Whether you live in the desert or just plan to visit you must know your limits, prepare for the heat of the desert, and use common sense. Dehydration and heat related illnesses are primary dangers in desert regions. Each summer many people become ill due to the heat and some even die. Those of us accustomed to the desert heat are not immune. Common sense will tell you that you must pay attention to your body and take care to watch for the signs that you may be pushing yourself too far.
You must protect yourself from the sun. Wear a wide-brimmed hat to shade your head and face from the sun. A bandana around your neck will also offer protection. Do not neglect your eyes and make sure you wear sunglasses. Use plenty of sunscreen and make sure you reapply it according to the manufacturers directions. Lightweight, light colored clothing will also help protect you from the sun. Most importantly be properly hydrated.
Always have water with you in the desert and remember to drink it. The best place for water is in your body, not your water bottle! Begin each day by drinking plenty of water and continue the process throughout the day. When the body becomes overheated, dehydration, heat cramps, heat exhaustion, heat stroke and even death can occur.
Dehydration is loss of water from the tissues of the body. Heat cramps occur during or after the body has experience dehydration. They can be painful but not life- threateningThe symptoms of simple dehydration include: thirst, loss of appetite, dark colored urine, dry skin, dry mouth, light headedness, and fatigue. If water is not replaced when signs of dehydration begin to occur, this may lead to heat exhaustion. If you experience heat exhaustion you may become nauseous, have decreased sweating and urination, and have an increased heart rate. You may also experience increased respiration, tingling in hands and feet, loss of coordination, impaired judgement and increased body temperature.
The most advanced stage of dehydration is heat stroke. Heat stroke occurs when the core temperature of the body rises to dangerous levels and causes tissue damage. Heat stroke is life-threatening and demands immediate attention. Symptoms of heat exhaustion will likely include vomiting, difficulty breathing, rapid pulse, decreased vision, body temperature of 105 degrees or more, seizures, and collapse.

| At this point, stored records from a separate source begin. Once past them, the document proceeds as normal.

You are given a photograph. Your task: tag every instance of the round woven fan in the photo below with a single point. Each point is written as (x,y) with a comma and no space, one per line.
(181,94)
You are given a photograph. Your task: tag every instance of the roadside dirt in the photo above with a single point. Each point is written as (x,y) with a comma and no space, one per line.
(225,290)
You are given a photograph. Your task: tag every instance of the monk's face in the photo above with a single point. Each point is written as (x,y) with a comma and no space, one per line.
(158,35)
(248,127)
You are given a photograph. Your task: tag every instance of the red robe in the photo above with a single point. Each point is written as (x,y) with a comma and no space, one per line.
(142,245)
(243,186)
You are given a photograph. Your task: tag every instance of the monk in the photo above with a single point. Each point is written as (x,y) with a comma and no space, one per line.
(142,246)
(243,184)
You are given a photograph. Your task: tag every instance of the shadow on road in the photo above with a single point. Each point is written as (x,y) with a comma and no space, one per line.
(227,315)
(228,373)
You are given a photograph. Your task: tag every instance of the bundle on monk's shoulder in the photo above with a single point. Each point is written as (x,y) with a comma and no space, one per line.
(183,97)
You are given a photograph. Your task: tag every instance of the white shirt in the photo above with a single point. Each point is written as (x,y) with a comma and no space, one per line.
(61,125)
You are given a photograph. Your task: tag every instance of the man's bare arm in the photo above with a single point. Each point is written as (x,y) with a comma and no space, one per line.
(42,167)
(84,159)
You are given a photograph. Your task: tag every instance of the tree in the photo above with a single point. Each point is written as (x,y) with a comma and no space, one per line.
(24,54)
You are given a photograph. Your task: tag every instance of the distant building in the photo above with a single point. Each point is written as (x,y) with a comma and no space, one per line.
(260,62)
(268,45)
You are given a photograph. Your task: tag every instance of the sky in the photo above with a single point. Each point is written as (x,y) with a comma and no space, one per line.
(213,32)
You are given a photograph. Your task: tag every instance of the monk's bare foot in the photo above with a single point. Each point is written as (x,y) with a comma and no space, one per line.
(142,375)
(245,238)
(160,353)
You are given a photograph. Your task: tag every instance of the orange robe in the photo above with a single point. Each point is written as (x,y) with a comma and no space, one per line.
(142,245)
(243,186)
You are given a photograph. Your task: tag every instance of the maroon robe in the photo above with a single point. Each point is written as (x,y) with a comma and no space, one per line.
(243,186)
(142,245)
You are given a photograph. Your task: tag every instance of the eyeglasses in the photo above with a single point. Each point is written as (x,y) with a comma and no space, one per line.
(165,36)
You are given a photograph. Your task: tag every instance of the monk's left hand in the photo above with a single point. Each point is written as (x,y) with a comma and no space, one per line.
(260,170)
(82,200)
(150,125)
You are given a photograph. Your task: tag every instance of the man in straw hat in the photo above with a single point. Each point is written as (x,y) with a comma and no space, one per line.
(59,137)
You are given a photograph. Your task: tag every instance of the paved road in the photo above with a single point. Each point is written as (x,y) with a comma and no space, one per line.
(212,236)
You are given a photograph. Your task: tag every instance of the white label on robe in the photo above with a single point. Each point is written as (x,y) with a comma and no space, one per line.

The best treatment for heat related illness is prevention. Drink plenty of water, pay attention to the hear and your body in order to avoid dangerous results from dehydration. Of course, if you or someone you are with exhibits signs of dehydration, heat exhaustion or heat stroke, it is important to cool off, drink water and seek medical attention.
The desert is a beautiful place but it must be treated with respect so that it can be enjoyed safely!